Each week we ask an expert for tips on how to invest £10,000. This is the third in our series focusing on investment trusts. They are like other funds managed by professionals but are structured as companies. This means investors can trade them on the stock market just as they would any other company, such as Vodafone or Lloyds Banking Group.


Tom Becket, chief investment officer at Psigma Investment Management

The share price for the trust can be higher or lower than the underlying value of its portfolio of stocks, which is known as being at a premium or a discount to net asset value. When at a discount, this is an opportunity to access the shares of the companies the trust invests in more cheaply than buying them directly.

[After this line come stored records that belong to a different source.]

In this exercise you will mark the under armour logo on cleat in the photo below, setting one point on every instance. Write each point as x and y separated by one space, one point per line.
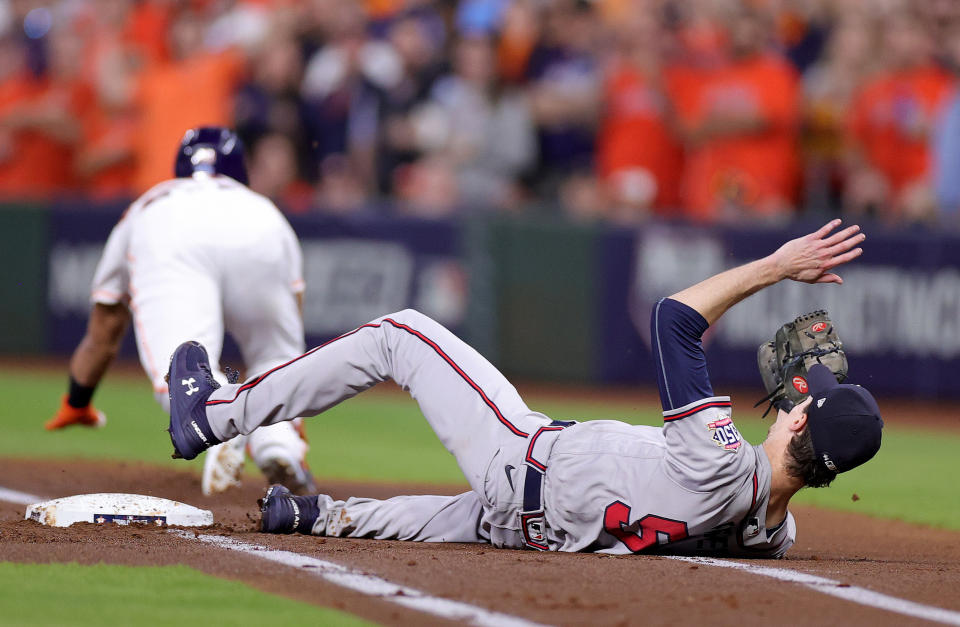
190 387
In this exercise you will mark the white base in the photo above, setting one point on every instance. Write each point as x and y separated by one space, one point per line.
121 509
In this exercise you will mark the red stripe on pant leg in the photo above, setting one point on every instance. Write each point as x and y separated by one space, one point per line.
403 327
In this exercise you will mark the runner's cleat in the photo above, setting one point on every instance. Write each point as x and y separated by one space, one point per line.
292 474
223 466
190 382
282 512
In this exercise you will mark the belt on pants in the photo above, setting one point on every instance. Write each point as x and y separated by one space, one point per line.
533 523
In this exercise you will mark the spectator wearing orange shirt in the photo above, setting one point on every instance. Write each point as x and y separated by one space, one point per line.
195 88
39 125
739 125
638 155
890 125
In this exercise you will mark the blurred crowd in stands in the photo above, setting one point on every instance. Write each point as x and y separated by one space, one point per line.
615 110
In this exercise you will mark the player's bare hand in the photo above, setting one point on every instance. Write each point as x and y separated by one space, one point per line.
811 258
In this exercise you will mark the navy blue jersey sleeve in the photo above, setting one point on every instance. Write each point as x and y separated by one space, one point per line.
681 366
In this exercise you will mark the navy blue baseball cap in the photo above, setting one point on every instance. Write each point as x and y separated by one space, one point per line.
211 149
844 421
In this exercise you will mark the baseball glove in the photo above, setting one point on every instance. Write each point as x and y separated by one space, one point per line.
810 339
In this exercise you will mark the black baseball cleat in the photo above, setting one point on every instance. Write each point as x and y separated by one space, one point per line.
282 512
190 382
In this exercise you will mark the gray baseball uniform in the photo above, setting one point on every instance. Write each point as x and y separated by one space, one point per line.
692 486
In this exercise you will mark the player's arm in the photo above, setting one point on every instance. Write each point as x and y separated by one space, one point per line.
808 259
100 344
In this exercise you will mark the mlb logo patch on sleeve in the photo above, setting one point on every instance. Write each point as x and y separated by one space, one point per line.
725 434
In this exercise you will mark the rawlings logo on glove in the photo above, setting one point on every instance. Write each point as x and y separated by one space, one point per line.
810 339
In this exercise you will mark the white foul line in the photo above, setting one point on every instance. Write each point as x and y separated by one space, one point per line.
370 585
417 600
12 496
855 594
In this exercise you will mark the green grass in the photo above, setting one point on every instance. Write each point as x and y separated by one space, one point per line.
383 437
75 595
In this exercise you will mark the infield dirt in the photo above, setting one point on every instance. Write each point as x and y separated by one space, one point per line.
906 561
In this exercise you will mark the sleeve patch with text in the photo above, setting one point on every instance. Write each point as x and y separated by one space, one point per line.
725 434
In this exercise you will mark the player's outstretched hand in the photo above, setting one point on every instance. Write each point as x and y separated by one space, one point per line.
67 415
811 258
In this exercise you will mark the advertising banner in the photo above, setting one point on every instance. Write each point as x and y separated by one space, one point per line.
897 312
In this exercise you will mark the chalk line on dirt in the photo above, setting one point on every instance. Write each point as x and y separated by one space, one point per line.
370 585
417 600
838 589
12 496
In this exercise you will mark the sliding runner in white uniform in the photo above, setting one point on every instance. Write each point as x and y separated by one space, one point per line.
194 257
692 486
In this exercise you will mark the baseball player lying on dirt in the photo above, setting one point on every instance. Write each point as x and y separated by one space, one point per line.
692 486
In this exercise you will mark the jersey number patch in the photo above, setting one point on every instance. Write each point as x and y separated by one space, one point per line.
649 531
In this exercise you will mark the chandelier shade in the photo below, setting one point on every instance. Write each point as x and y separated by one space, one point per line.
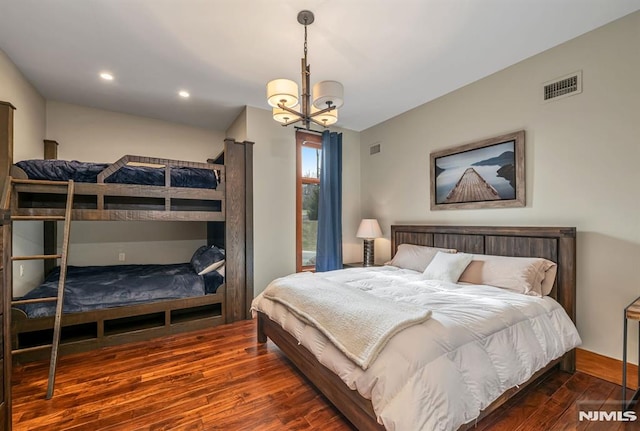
282 91
328 93
283 96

Trusts also have the ability to leverage up — that is, to borrow money to finance new investments — though this obviously comes with risks.

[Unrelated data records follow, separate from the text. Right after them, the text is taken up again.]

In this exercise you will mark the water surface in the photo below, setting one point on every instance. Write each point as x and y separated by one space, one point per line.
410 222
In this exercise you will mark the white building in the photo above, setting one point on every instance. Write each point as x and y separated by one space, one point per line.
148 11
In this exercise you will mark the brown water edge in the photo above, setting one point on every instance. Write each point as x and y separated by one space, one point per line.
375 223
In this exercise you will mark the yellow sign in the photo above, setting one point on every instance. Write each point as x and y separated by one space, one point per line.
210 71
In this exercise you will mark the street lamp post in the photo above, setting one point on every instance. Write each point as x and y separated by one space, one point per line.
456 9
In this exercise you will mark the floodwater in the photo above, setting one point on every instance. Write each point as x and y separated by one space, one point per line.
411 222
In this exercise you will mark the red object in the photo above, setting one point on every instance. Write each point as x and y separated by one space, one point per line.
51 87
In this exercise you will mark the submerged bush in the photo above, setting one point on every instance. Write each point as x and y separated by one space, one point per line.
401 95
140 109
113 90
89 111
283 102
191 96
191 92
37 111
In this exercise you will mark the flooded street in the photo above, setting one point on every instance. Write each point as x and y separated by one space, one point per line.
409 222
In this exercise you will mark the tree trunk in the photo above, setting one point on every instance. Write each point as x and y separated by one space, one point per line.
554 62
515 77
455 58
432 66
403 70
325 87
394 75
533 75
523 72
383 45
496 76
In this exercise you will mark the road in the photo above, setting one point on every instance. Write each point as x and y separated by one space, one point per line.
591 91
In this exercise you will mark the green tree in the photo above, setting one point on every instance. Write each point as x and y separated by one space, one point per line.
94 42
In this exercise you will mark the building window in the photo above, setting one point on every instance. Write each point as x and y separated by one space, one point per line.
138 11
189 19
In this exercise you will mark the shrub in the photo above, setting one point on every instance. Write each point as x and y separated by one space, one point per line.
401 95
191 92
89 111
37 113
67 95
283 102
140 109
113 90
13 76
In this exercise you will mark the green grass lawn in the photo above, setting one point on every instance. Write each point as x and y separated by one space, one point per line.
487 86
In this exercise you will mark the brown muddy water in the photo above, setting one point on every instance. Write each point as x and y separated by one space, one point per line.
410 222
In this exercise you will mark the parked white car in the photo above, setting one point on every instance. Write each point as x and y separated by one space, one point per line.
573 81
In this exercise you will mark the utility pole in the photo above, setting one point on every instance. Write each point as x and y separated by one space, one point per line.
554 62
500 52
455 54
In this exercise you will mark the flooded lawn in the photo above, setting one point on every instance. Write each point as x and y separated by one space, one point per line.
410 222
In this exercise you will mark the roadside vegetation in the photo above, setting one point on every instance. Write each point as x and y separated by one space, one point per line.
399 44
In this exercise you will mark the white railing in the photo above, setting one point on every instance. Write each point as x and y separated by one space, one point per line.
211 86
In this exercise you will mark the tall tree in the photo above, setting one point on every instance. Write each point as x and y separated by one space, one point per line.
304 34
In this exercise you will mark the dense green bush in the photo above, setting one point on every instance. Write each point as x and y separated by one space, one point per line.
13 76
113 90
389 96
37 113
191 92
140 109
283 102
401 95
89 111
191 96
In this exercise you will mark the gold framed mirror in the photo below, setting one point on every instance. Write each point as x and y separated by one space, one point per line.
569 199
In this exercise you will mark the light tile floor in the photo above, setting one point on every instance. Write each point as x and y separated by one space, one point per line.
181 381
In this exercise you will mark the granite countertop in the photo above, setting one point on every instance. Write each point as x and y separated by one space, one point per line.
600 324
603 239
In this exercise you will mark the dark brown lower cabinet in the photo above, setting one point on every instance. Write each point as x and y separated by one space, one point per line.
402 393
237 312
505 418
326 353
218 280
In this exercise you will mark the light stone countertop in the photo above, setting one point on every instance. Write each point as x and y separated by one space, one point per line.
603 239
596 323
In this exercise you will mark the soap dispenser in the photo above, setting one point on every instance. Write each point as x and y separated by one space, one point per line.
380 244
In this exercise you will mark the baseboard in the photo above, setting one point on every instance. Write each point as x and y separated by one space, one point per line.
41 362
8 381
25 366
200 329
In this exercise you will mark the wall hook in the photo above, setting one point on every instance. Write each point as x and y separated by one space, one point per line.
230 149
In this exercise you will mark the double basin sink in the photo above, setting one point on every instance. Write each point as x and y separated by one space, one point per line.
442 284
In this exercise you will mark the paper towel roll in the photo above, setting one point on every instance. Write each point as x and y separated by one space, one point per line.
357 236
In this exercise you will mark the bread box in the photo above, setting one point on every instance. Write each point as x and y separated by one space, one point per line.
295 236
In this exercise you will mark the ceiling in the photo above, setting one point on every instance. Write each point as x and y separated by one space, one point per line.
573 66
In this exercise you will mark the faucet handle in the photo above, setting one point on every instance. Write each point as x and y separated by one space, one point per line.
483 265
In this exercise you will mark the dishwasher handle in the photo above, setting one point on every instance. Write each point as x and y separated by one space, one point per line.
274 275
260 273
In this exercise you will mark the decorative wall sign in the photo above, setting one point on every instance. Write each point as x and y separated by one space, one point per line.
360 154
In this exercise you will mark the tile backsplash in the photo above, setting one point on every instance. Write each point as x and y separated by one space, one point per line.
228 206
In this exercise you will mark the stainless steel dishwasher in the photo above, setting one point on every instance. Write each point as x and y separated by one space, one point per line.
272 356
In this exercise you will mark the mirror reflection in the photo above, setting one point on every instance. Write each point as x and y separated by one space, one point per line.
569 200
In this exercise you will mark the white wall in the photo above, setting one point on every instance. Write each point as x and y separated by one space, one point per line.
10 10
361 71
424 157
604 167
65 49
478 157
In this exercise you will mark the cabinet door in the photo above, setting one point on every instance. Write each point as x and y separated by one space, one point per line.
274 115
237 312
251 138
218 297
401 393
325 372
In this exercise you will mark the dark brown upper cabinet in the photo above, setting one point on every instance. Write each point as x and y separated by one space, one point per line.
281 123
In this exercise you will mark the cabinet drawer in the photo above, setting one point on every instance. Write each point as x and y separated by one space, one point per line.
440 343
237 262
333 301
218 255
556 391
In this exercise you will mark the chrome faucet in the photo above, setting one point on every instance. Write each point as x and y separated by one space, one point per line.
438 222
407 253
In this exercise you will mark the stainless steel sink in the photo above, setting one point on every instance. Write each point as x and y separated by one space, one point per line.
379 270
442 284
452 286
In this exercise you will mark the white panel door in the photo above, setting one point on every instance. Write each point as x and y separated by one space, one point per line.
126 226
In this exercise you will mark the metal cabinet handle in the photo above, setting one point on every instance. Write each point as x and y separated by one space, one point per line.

This week, Tom Becket of Psigma Investment Management, which manages £2.6bn of funds, explains why they are useful for small investors.

Becket, 38, lives in Tunbridge Wells, Kent, with his wife Lisa and their children, Betsy, 5, Freddy, 2, and James, three months. He said: “Investment trusts are the elder statesmen of the investment world and some have been around for almost 150 years [the first was launched in 1868 by Foreign & Colonial].

“They allow smaller investors to trade in a diverse range of assets without being tied in. Because they are shares, you can simply sell your holdings if you want to cash in the investment. If you invested in an asset directly — say a commercial property — you might struggle to do so quickly.

“Investment trusts form what I call an alternative or uncorrelated part of my wider investment portfolio. My four picks should therefore be considered as part of a broader, more diversified investment portfolio. I would divide my £10,000 equally between them.”

Here Becket explains his choices.

Woodford Patient Capital Trust (down 9.9% over a year)
This trust focuses on technology and healthcare companies that develop research coming out of top British universities, and includes unquoted companies.

Its main holdings include Prothena and Oxford Nanopore, biotechnology firms that are involved in research and development. I’m a big believer that this sort of company will drive the growth in markets over the coming years and decades.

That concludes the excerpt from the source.